The cover story for all the activity around the strange island of Memmert is readily given by Von Brüning: they’re after a wreck.

‘I don’t wonder you heard of it. It’s one of the few things folk have to talk about in these parts. It lies on Juister Riff, a shoal off Juist. She was a French frigate, the Corinne, bound from Hamburg to Havre in 1811, when Napoleon held Hamburg as tight as Paris. She carried a million and a half in gold bars, and was insured in Hamburg; foundered in four fathoms, broke up, and there lies the treasure.’

We wondered if the Corinne was a real ship, and so I spent some pleasant hours scouring an amazing site called wrecksite.eu, which is a sort of Wikipedia of maritime destruction. It revealed that, sure enough, these Frisian sands, west and east, are littered with wrecks. Here’s a snapshot of the mouth of the Ems which gives a good idea of the chaos on the seabed:


However, there was no trace of the Corinne down there, and we could find no French vessels with that name. However, another possibility presented itself as the possible model for Childers’s sunken treasure ship. Anyone familiar with Lloyd’s of London, the insurance underwriting exchange, may also be familiar with this chap, or more specifically the thing he is ringing:

Lloyds of London Image Portfolio Feb2011
“Lloyd’s building Lutine Bell” by Lloyd’s of London – Licensed under CC BY 2.5 via Wikimedia Commons

That is the Lutine Bell, in the Underwriting Room. Traditionally, it was rung to announce the fate of a ship which had been late at its destination port. If the ship had arrived safely, the bell was rung twice; if it was sunk, it was rung once, to immediately stop the sale of any further reinsurance on the downed vessel by unscrupulous insiders. These days, the two rings mean there is a distinguished visitor to Lloyd’s. One ring is used to note events or anniversaries, such as Remembrance Day.

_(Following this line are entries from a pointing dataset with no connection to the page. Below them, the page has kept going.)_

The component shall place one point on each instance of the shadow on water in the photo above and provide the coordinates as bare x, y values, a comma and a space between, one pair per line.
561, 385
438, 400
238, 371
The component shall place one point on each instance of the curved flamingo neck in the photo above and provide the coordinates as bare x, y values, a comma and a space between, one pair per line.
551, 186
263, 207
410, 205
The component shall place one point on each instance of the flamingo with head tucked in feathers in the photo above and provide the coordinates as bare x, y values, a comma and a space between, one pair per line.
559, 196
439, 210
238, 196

The Lutine Bell is all that remains of HMS Lutine, a fighting ship of the Revolutionary Wars which was launched by the French Navy in 1779. She was a Magicienne-class vessel with 32 guns, a frigate, and in 1793 she was handed over to a British naval fleet when the French port of Toulon was seized by royalists and, effectively, handed to the British. She kept her name, with a new prefix: HMS.

HMS Lutine
HMS Lutine

She served her time in the North Sea, participating (among other things) in a blockade of Amsterdam. In October 1799 she was sailing from Yarmouth to Cuxhaven (the same Cuxhaven Carruthers and Davies sail past in the Dulcibella). She was carrying £1.2 million in bullion and coin which, it seems, was to be used either to prop up the banks in Hamburg or to pay for Anglo-Russian troops that were then making their way into North Holland.

She never made it. Drawn by the tidal stream flowing into the Waddenzee – the Dutch word for the body of water at the mouth of the Ems – she hit a sandbank off the island of Terschelling, in the West Frisians, and she went down. All 240 souls aboard were lost.

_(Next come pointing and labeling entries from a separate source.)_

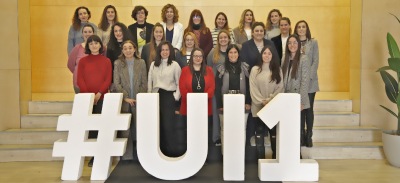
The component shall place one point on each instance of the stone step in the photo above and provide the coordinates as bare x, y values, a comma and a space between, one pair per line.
336, 119
348, 150
65, 107
31, 136
347, 134
22, 152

What happened next was an exercise in salvage and sophisticated reclamation of assets – or, if you like, wrecking – which still attracts scholars to this day. As soon as the vessel hit the seabed, the bed began to eat her up, as sand piled up around her, and for the coming decades that remained the pattern – the ship being revealed and reburied, revealed and reburied as the sands moved around her.

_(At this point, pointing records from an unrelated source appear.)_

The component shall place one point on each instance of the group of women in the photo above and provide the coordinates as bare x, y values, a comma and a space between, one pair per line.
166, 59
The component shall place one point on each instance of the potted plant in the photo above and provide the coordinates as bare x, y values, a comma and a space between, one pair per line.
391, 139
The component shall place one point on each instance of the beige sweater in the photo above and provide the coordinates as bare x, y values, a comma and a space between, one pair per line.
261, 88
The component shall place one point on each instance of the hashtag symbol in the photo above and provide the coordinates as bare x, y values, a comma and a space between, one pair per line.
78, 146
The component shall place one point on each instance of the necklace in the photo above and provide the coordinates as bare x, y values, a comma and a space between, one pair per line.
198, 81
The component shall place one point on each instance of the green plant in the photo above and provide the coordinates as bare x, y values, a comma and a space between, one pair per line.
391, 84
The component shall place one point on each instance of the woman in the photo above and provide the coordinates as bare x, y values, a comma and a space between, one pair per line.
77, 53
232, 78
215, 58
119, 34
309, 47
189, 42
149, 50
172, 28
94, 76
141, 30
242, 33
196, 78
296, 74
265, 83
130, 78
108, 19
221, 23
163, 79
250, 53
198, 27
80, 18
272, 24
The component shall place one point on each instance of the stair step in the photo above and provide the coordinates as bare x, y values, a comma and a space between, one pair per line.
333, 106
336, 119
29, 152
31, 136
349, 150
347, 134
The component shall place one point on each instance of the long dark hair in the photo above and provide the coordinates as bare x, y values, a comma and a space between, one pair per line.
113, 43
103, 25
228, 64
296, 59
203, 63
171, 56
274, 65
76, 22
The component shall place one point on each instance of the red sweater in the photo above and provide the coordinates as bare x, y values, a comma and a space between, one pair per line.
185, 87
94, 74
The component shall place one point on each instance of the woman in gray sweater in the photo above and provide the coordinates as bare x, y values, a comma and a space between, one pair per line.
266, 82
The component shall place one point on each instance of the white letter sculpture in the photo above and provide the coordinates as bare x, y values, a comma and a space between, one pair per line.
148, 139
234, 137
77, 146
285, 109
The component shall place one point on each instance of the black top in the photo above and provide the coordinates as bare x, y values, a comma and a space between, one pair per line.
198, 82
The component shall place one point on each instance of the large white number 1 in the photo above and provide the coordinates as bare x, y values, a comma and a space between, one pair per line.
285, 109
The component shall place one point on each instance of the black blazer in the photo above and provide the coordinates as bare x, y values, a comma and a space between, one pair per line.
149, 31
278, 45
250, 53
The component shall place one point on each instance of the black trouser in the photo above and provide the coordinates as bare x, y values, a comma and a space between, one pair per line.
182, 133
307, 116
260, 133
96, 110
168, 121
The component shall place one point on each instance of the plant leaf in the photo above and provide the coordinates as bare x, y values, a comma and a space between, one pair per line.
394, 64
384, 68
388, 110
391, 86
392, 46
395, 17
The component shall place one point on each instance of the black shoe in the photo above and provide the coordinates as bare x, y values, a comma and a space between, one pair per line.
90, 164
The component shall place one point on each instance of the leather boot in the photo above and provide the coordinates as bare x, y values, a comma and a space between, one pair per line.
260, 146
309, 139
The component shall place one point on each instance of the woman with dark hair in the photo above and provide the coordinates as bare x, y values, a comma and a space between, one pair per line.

This made salvage difficult, as did the ongoing dispute between Lloyd’s and King William I of the Netherlands over who actually owned the wreck. The gold on the Lutine had been insured by Lloyd’s, who had paid out their policy in full (insurance was an easier matter in those days) and thus owned the gold under international maritime rights of abandonment. The Dutch, however, claimed the ship as a prize of war. A complicated arrangement was made to share the gold between the Dutch salvagers and Lloyd’s, and so valuable was the potential that this was enshrined in the Lloyd’s Act more than 70 years after the sinking.

Wikipedia lists more than 20 separate attempts to raise the gold, but it’s estimated 80 per cent of the stuff is still down there. So famous was the case of the Lutine that it seems entirely feasible that Childers based his own treasure ship, the Corinne, on the Lutine.

And given how much gold is still down there, we might take masks and snorkels with us. Or perhaps just metal detectors. You never know.